Important International institutions, agencies and fora- their structure, mandate.



According to provisional data from India’s commerce ministry, China regained its position as India’s top trade partner in 2020 despite high border tensions between the two countries.

Important points:

  • The two-way trade between India and China stood at USD 77.7 billion for the year 2020. Trade with China was USD 85.5 billion total in the previous year (2018-2019).
  • Now, China is the largest commercial partner displacing the US bilateral trade at USD 75.9 billion amid reduced demand for goods in the middle of the Covid-19 pandemic.
  • Total imports from China at USD 58.7 billion were more than India’s combined purchases from the USA and the UAE, which are its second- and third-largest trade partners, respectively.
  • India has only managed to increase its exports to China by about 11% from a year ago to USD 19 billion last year.
  • Thus, a bilateral trade gap with China stood at almost USD 40 billion in 2020, making it India’s largest.
  • Trade Gap/Deficit is the amount by which the cost of a country’s imports exceeds the value of its exports.

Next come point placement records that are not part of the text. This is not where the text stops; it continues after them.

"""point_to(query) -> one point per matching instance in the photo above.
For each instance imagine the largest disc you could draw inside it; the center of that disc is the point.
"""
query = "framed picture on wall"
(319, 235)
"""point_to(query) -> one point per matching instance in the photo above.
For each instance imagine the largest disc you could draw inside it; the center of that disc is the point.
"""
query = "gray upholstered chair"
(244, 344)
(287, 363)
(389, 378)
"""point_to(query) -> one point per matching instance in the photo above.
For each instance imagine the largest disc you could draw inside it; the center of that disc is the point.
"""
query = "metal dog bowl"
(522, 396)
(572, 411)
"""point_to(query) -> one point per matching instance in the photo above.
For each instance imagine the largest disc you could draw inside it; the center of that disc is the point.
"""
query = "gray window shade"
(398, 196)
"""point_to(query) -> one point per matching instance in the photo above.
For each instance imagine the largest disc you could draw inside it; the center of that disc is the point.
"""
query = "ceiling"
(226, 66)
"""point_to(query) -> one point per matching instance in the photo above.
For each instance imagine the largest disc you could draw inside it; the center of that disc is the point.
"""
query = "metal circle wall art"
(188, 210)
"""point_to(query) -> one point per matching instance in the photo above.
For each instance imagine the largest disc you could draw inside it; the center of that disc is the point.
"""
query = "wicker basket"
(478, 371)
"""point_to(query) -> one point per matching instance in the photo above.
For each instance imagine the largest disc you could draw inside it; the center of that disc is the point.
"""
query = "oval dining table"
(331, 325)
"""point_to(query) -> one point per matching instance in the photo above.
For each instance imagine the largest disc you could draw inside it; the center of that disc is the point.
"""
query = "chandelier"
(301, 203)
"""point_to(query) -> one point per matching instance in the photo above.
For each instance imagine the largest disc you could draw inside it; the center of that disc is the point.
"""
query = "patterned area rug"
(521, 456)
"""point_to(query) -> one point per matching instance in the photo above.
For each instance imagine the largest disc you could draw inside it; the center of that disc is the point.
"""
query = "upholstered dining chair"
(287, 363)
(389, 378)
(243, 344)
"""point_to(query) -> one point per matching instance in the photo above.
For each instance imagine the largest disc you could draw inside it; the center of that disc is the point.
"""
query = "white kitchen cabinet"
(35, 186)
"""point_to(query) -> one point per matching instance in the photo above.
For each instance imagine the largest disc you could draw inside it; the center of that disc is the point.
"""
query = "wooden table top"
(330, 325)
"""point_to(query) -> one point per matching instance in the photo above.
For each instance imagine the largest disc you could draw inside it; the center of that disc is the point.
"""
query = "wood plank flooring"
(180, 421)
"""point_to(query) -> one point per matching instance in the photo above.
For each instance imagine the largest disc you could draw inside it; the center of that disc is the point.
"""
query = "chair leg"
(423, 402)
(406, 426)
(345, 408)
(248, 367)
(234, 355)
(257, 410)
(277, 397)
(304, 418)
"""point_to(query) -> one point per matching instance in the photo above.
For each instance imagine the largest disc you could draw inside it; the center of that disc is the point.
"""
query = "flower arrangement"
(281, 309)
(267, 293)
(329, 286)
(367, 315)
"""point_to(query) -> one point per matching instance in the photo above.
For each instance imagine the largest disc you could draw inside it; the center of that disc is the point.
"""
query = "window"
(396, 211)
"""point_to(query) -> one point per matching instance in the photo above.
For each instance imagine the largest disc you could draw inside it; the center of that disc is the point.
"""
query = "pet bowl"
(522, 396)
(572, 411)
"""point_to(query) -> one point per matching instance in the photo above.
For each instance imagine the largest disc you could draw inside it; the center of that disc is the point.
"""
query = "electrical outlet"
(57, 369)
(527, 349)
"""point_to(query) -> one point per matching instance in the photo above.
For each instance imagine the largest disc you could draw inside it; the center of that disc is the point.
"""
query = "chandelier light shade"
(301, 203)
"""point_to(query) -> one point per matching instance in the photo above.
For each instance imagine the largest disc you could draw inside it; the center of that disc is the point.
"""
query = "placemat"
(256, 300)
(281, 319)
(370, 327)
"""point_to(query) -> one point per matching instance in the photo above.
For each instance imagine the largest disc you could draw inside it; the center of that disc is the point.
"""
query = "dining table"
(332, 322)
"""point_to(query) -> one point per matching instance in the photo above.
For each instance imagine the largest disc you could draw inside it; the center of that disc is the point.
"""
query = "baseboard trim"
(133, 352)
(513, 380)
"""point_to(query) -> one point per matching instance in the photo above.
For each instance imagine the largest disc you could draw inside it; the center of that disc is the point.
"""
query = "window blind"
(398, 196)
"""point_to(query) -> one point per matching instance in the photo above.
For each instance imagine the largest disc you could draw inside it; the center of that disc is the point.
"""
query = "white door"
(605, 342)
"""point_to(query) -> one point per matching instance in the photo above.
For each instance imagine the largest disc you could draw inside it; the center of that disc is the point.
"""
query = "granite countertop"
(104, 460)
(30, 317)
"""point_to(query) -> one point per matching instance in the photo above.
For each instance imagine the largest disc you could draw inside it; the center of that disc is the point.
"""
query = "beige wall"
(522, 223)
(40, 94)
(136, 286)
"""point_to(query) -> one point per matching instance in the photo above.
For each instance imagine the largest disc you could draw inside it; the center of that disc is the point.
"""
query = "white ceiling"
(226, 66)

Measures Taken to Reduce Import Dependence on China:

  • The ban on more than 100 Chinese apps citing national security reasons.
  • It has increased scrutiny of Chinese investments in many sectors, and is weighing a decision to keep Chinese companies out of 5G trials.
  • The government recently put import restrictions on tyres, while also making its prior approval mandatory for foreign investments from countries that share land border with India to curb “opportunistic takeovers” of domestic firms – a move which will restrict FDI from China.
  • The Ministry of Commerce and Industry has also identified 12 sectors – food processing, organic farming, iron, aluminium and copper, agro chemicals, electronics, industrial machinery, furniture, leather and shoes, auto parts, textiles, and coveralls, masks, sanitisers and ventilators – to make India a global supplier and cut import bill.
  • To cut import dependency on China for APIs (Active Pharmaceutical Ingredients), the government in March 2020 approved a package comprising four schemes with a total outlay of Rs. 13,760 crore to boost domestic production of bulk drugs and medical devices in the country along with their exports.